After a two-day drop of more than 800 points in the U.S. stock market, Asian markets rallied today but European stocks were mixed.  Gas prices have fallen to approximately $2 a gallon.

In another sharp rebuke to the Bush administration’s detainee policies, a federal judge ordered the release of five Guantanamo detainees, ruling that they have been held illegally.  He declared another suspect legally detained.

Thousands of Iraqis protested the U.S.-Iraq security agreement in Baghdad as the country debates its future.

Chaos erupts across Somalia as Ethiopian troops plan to begin their withdrawal today
Somali Islamic insurgents entered a port in search of the pirates behind the hijacking of the Saudi Arabian supertanker last week.  A gun battle in Mogadishu killed at least 15 after police and Islamic militants clashed.  A gunman killed a clan elder at a mosque in the self-declared republic of Somaliland.

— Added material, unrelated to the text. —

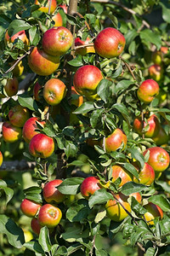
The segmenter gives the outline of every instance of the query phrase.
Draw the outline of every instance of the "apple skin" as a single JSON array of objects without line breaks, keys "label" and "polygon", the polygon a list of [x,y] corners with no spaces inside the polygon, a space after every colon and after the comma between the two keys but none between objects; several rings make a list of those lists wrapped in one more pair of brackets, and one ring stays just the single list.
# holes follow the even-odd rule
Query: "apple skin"
[{"label": "apple skin", "polygon": [[62,193],[60,193],[57,187],[62,183],[61,179],[54,179],[45,184],[42,194],[43,198],[48,203],[56,202],[57,204],[62,202],[65,196]]},{"label": "apple skin", "polygon": [[[124,207],[130,212],[131,207],[128,202],[128,197],[124,195],[122,193],[119,193],[115,195],[116,198],[124,206]],[[128,214],[125,212],[122,207],[117,202],[115,199],[109,200],[105,204],[105,210],[107,212],[108,218],[116,222],[120,222],[123,220],[125,218],[128,216]]]},{"label": "apple skin", "polygon": [[38,131],[35,130],[37,129],[37,122],[42,125],[42,126],[45,125],[45,121],[40,121],[40,119],[37,117],[31,117],[27,119],[23,126],[22,129],[22,137],[27,143],[29,143],[31,138],[38,134]]},{"label": "apple skin", "polygon": [[17,78],[14,77],[12,79],[7,79],[7,84],[4,86],[8,96],[11,97],[17,94],[19,90],[19,81]]},{"label": "apple skin", "polygon": [[142,129],[149,125],[148,130],[144,132],[145,137],[156,137],[161,128],[160,122],[156,114],[150,115],[150,117],[147,119],[147,122],[142,122],[141,116],[136,118],[133,121],[133,129],[134,131],[142,136]]},{"label": "apple skin", "polygon": [[100,189],[99,180],[95,177],[86,177],[81,184],[80,191],[83,197],[88,199],[96,190]]},{"label": "apple skin", "polygon": [[105,150],[107,153],[116,151],[123,143],[122,150],[127,145],[127,136],[124,131],[116,128],[110,136],[105,138]]},{"label": "apple skin", "polygon": [[115,182],[119,177],[122,178],[122,182],[119,187],[133,180],[133,175],[127,171],[121,165],[115,165],[112,167],[112,182]]},{"label": "apple skin", "polygon": [[65,26],[52,27],[42,36],[42,48],[48,55],[65,55],[73,43],[71,32]]},{"label": "apple skin", "polygon": [[3,122],[2,131],[3,131],[3,139],[6,143],[15,143],[22,136],[21,128],[13,125],[8,121]]},{"label": "apple skin", "polygon": [[76,38],[75,39],[75,46],[87,45],[87,47],[76,49],[76,55],[85,55],[88,53],[95,53],[94,46],[88,46],[88,44],[92,44],[90,41],[91,39],[89,38],[87,38],[85,41],[82,41],[81,40],[81,38]]},{"label": "apple skin", "polygon": [[13,107],[8,112],[10,123],[17,127],[23,127],[26,121],[30,117],[29,109],[20,105]]},{"label": "apple skin", "polygon": [[66,86],[58,79],[51,79],[43,88],[43,97],[48,104],[55,106],[60,103],[66,95]]},{"label": "apple skin", "polygon": [[102,79],[102,73],[97,67],[86,65],[76,70],[73,84],[80,95],[93,96],[96,94],[97,86]]},{"label": "apple skin", "polygon": [[113,58],[122,54],[125,44],[125,38],[118,30],[106,27],[98,34],[94,45],[99,55],[104,58]]},{"label": "apple skin", "polygon": [[25,198],[20,204],[20,210],[25,215],[28,217],[34,217],[41,206],[41,204]]},{"label": "apple skin", "polygon": [[45,204],[40,208],[37,219],[40,225],[54,228],[59,224],[61,218],[62,212],[60,208]]},{"label": "apple skin", "polygon": [[52,56],[44,50],[34,47],[28,56],[28,65],[38,75],[48,76],[59,67],[60,57]]},{"label": "apple skin", "polygon": [[168,153],[160,147],[149,148],[144,152],[144,155],[150,151],[148,164],[152,166],[155,172],[163,172],[169,166]]},{"label": "apple skin", "polygon": [[153,101],[159,93],[159,84],[153,79],[144,81],[137,90],[139,100],[145,104]]},{"label": "apple skin", "polygon": [[154,225],[154,218],[156,217],[159,217],[161,219],[163,218],[163,212],[157,205],[149,202],[144,207],[148,211],[144,214],[144,217],[149,224]]}]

The Indian navy received formal approval from the United Nations to “go after” pirates in Somali waters. 

The United States and NATO allies debate where additional U.S. forces in Afghanistan will be deployed.

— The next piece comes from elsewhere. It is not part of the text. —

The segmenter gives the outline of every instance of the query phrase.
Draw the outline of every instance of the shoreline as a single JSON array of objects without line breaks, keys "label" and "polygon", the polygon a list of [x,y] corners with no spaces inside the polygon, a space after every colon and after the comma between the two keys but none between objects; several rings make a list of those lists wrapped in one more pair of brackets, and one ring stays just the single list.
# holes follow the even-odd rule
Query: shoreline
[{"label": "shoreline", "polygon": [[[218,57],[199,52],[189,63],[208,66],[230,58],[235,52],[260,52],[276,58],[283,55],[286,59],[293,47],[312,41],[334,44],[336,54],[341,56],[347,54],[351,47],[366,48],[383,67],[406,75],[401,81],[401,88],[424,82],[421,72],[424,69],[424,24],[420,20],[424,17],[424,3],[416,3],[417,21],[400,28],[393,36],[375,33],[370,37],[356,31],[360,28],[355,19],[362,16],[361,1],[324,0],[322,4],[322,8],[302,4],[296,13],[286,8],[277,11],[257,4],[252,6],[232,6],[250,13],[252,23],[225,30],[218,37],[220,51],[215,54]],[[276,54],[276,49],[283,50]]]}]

A suicide bomber attacked a mosque in the tribal area of Pakistan, where government-backed militia troops were praying, killing eight including the group leader.  Also in the tribal area, an explosion killed at least eight mourners at the funeral of Shiite cleric Allama Nazir Shah Naqvi, shot and killed earlier in the day.

At least 26 children have died in a remote region of Haiti over the past few weeks as victims of Haiti’s food crisis.

Floods in Ethiopia leave over 100,000 homeless.

A former U.N. peacekeeping chief said that the extra 3,000 troops being sent to the DR Congo should be elite forces from Europe.

Former U.N. Secretary-General Kofi Annan, former U.S. President Jimmy Carter and Nelson Mandela’s wife Graca Machel are still planning a humanitarian visit to Zimbabwe this weekend, despite being told not to come.